GP de l'espoir pour les rivaux de Ferrari

Les adversaires du baron rouge remontent tout doucement la pente. De quoi empêcher Michael Schumacher de remporter son 9e GP en dix courses?Le suspense pour le championnat du monde reste cependant minime...

(Belga)

Le Grand Prix de France, dixième épreuve du Championnat du monde et première de la seconde partie de la saison, pourrait être celui du renouveau pour les adversaires de Ferrari cette fin de semaine sur le circuit de Nevers/Magny-Cours.

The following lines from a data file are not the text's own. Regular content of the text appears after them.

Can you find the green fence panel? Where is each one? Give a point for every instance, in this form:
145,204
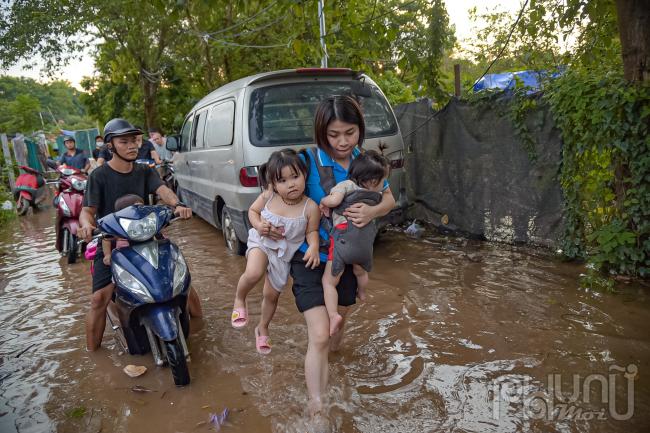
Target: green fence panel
32,155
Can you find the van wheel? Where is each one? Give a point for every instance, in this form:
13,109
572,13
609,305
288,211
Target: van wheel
229,235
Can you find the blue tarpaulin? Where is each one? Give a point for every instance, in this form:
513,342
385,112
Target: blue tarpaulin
508,80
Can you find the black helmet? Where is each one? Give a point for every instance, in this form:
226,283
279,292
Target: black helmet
118,127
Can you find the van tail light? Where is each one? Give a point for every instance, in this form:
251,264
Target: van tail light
248,176
396,163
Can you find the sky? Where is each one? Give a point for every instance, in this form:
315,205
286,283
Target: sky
457,10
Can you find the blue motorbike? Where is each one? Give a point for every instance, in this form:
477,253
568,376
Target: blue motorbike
152,283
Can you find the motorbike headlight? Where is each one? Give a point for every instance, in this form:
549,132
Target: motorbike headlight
79,184
64,207
180,273
142,229
125,279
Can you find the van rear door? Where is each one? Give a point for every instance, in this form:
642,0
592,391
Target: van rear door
281,114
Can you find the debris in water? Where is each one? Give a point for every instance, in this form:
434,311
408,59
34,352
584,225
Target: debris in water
414,229
77,412
135,370
138,388
219,419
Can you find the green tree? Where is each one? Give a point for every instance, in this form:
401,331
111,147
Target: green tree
21,115
59,105
159,57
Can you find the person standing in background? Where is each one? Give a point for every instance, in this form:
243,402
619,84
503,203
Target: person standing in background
146,149
99,145
74,157
159,141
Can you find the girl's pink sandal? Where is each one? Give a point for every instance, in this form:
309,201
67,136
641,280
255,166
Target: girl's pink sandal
262,343
239,318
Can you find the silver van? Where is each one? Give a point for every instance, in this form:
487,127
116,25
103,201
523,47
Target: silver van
234,129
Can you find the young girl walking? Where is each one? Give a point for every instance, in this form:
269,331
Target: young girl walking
349,244
282,217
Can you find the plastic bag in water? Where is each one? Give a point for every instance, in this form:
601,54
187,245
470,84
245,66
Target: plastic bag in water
414,230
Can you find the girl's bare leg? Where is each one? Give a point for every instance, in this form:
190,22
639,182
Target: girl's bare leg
269,305
256,264
316,369
332,298
337,339
362,281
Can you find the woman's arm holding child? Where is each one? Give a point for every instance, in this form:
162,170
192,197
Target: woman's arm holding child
361,214
331,201
312,256
255,217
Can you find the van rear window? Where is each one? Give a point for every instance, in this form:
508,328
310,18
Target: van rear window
284,114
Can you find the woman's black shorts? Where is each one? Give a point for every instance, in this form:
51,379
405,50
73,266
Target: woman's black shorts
308,285
102,276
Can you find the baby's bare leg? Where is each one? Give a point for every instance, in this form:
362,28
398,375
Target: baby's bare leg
362,281
332,298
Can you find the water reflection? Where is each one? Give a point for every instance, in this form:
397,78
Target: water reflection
447,325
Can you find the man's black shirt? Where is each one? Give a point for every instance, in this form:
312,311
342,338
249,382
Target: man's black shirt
106,185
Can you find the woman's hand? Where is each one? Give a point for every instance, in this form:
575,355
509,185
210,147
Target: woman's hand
360,214
324,210
268,230
312,257
183,212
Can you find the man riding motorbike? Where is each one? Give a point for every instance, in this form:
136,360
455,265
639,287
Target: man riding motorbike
116,178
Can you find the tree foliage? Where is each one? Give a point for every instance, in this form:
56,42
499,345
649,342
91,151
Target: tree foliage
156,58
604,121
27,106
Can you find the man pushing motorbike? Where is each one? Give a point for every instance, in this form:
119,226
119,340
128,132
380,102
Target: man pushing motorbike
116,178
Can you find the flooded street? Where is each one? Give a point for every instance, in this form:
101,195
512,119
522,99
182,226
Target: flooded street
456,336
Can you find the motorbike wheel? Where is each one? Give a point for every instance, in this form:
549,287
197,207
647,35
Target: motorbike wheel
72,249
22,206
177,362
229,235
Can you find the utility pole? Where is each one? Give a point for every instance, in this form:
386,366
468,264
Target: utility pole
321,19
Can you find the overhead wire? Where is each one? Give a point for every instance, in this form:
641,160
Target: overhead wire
244,21
505,44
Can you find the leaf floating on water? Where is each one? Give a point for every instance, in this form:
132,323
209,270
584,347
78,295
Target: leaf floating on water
138,388
77,412
135,370
219,419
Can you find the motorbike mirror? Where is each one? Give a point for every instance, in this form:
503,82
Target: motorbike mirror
51,163
172,142
361,88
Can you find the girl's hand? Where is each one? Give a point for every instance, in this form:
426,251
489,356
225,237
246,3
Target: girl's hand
264,228
360,214
324,210
312,257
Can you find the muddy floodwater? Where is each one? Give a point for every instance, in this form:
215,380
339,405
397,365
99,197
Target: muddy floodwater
456,336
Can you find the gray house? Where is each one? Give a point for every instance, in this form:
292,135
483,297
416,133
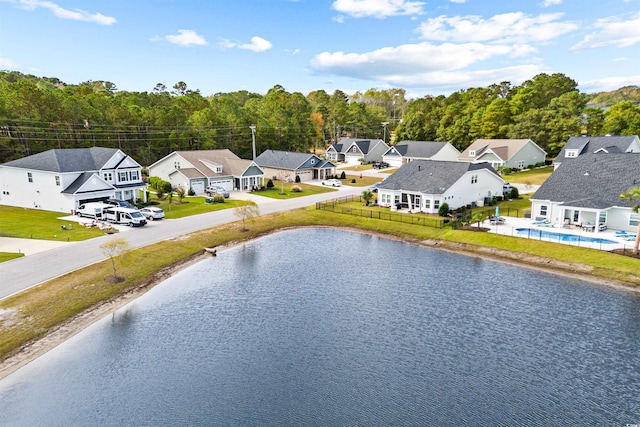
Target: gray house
407,151
286,165
580,145
586,190
510,153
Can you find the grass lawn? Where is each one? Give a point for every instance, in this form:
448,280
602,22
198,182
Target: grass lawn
307,190
45,225
530,177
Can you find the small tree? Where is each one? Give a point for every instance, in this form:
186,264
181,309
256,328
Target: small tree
113,249
367,195
246,212
632,195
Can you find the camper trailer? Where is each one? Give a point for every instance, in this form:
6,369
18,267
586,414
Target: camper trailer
128,216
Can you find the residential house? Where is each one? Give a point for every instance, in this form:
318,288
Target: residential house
509,153
353,151
199,169
579,145
60,180
286,165
424,185
406,151
587,190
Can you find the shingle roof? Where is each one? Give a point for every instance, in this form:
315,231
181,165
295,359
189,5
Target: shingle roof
430,176
419,149
591,144
593,181
282,159
66,159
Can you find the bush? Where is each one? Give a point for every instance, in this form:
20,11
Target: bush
444,209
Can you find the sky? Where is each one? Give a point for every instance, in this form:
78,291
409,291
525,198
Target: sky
424,47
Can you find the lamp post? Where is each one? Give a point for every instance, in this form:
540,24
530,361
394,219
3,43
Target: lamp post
384,127
253,139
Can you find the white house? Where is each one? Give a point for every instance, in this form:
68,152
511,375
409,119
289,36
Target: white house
510,153
587,190
60,180
407,151
424,185
286,165
579,145
352,150
201,168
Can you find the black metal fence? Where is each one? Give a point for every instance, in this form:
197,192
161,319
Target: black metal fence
385,214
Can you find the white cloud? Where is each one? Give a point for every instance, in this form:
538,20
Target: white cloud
258,44
612,31
503,28
378,8
606,84
75,14
186,38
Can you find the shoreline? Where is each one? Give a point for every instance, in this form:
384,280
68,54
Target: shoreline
73,326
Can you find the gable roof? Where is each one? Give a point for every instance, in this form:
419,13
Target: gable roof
593,181
503,148
593,144
284,159
418,149
66,159
431,176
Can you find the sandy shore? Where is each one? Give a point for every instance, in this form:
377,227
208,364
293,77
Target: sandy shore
75,325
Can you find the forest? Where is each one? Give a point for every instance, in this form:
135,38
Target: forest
41,113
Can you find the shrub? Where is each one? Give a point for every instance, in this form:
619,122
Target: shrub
444,209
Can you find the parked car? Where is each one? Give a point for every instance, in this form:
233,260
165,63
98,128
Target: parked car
214,189
152,213
332,182
380,165
120,203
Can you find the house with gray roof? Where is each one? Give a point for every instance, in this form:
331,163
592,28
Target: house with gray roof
586,190
352,150
286,165
424,185
407,151
580,145
198,169
510,153
60,180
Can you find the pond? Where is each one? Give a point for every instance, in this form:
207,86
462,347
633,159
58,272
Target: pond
333,328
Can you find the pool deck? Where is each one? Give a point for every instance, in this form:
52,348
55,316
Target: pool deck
511,224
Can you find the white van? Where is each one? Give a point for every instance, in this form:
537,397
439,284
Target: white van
128,216
92,210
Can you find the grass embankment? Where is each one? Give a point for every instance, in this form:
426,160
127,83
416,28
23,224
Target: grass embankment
30,315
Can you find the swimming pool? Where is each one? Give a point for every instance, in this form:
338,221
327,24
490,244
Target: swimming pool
550,235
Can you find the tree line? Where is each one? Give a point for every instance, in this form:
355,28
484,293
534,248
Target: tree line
39,113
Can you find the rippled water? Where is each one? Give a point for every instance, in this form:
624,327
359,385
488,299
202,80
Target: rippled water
332,328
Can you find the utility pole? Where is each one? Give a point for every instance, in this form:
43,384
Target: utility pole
253,139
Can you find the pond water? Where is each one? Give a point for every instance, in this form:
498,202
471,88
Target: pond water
332,328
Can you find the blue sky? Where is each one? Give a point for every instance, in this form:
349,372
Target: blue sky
426,47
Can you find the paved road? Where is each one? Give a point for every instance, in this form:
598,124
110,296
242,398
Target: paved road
21,273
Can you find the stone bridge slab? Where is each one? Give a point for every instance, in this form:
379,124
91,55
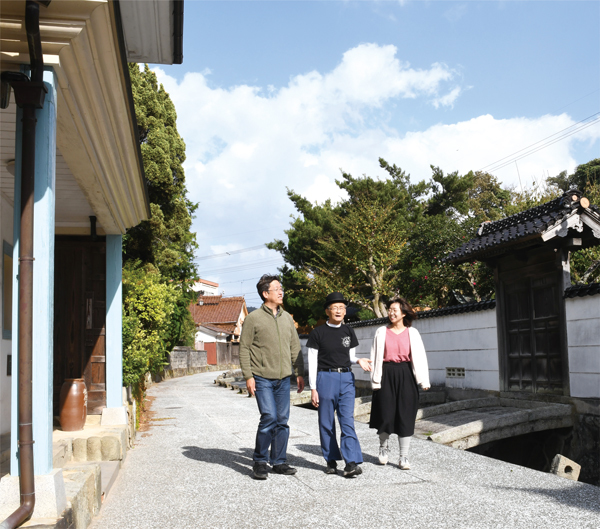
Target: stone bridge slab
468,423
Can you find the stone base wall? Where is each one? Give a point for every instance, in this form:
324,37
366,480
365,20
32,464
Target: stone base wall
183,361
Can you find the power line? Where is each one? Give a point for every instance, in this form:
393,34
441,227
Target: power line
240,268
511,158
233,252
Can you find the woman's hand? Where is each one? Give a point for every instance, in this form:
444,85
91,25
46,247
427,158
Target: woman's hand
314,398
365,363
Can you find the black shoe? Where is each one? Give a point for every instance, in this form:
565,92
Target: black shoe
352,470
284,469
259,471
331,467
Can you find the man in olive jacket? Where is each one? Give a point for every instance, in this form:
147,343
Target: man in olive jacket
269,349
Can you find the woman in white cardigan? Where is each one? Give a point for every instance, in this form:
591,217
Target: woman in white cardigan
399,364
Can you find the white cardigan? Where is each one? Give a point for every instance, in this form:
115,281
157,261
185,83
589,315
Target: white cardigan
418,358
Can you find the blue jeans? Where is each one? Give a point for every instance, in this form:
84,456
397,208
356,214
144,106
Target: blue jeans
336,394
273,399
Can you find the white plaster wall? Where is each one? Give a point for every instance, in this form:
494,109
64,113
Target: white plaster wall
583,338
6,230
462,340
468,340
205,337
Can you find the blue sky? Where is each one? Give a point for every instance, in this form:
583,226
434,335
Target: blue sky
283,94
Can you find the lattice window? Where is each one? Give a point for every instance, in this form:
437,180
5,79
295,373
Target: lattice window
455,372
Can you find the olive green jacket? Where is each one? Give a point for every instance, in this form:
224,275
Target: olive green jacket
269,345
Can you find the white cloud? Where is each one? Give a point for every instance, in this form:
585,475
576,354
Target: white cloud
448,99
246,144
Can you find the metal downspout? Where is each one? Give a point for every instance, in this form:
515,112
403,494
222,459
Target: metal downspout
29,95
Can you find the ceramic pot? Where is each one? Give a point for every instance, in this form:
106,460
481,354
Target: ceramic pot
73,404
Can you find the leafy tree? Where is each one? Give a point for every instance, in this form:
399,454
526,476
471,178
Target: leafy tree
366,250
148,307
165,240
313,238
586,175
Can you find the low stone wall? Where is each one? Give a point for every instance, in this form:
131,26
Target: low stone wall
183,361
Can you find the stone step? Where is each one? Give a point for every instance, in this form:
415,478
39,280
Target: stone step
110,471
83,490
61,453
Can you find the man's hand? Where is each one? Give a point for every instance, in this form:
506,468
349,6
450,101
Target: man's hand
251,386
314,398
365,363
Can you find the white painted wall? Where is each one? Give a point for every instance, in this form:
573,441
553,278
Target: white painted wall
462,340
583,337
6,231
466,340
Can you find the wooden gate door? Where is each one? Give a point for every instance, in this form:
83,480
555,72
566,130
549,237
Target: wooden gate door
533,349
80,317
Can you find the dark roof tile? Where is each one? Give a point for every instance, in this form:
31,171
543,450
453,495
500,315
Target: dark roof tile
578,291
527,224
435,313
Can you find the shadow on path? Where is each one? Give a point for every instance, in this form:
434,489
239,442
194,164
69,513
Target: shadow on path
316,450
239,461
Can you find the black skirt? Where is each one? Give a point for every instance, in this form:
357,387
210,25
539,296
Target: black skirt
394,406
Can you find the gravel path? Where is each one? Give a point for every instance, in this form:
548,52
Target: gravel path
192,470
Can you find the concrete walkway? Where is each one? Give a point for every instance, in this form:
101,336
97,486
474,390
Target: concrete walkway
192,470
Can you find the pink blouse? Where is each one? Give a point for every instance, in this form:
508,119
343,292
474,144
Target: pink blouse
397,346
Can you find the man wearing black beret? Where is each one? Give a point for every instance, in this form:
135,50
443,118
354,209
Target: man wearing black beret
331,353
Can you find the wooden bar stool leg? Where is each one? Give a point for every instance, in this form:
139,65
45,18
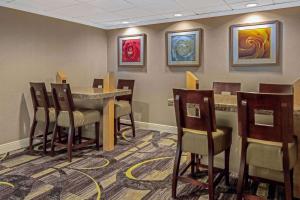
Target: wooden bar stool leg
54,135
176,171
32,130
132,124
70,142
226,168
45,137
97,132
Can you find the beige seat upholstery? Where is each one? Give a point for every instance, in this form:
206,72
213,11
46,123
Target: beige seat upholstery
40,115
122,108
270,154
81,118
195,141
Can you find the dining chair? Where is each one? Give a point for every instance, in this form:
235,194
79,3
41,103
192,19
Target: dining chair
275,88
267,146
98,83
69,117
198,134
226,88
123,106
43,113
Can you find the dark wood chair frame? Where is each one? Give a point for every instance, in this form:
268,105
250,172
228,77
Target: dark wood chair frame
275,88
97,82
206,122
39,99
232,88
63,101
128,84
281,131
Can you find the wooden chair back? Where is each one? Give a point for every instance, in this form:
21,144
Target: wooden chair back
125,84
195,109
275,88
39,95
278,105
224,87
62,97
98,83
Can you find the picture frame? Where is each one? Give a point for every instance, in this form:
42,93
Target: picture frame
184,47
255,44
132,50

Avec les débuts de la nouvelle McLaren-Mercedes, la MP 4-19B, les évolutions sur les Renault, les BAR-Honda, les Williams-BMW, chaque pilote nourrit de nouveaux espoirs face à «l'ogre rouge», à Michael Schumacher souverain ce début d'année, en Amérique du Nord encore les semaines passées, avec une huitième victoire en neuf courses.

Les progrès accomplis par les rivaux de Ferrari seront-ils suffisants cependant pour remettre en cause une suprématie absolue? Vendredi, la pluie a perturbé les premiers essais, empêchant un étalonnage des valeurs actuelles. Pire même pour Juan-Pablo Montoya (Williams-BMW), victime d'une violente sortie de route.

«Même s'il sera difficile d'obtenir un aussi bon résultat que l'an passé (doublé Williams-BMW), nous savons que, habituellement, nous sommes assez performants ici, indique toutefois le Colombien. Nous bénéficions aussi de développements qui devraient rendre la voiture plus compétitive.»

Compter sur Michelin

Williams-BMW se doit de réagir après une catastrophique tournée nord-américaine, zéro point marqué, trois disqualifications, un accident qui compromet la suite de la saison pour Ralf Schumacher, remplacé à Magny-Cours par l'Espagnol Marc Géné. Pour McLaren-Mercedes aussi un sursaut est impératif après une début de saison marqué par une cascade d'abandons. Kimi Raikkonen et David Coulthard comptent sur la nouvelle MP 4-19B pour inverser la tendance.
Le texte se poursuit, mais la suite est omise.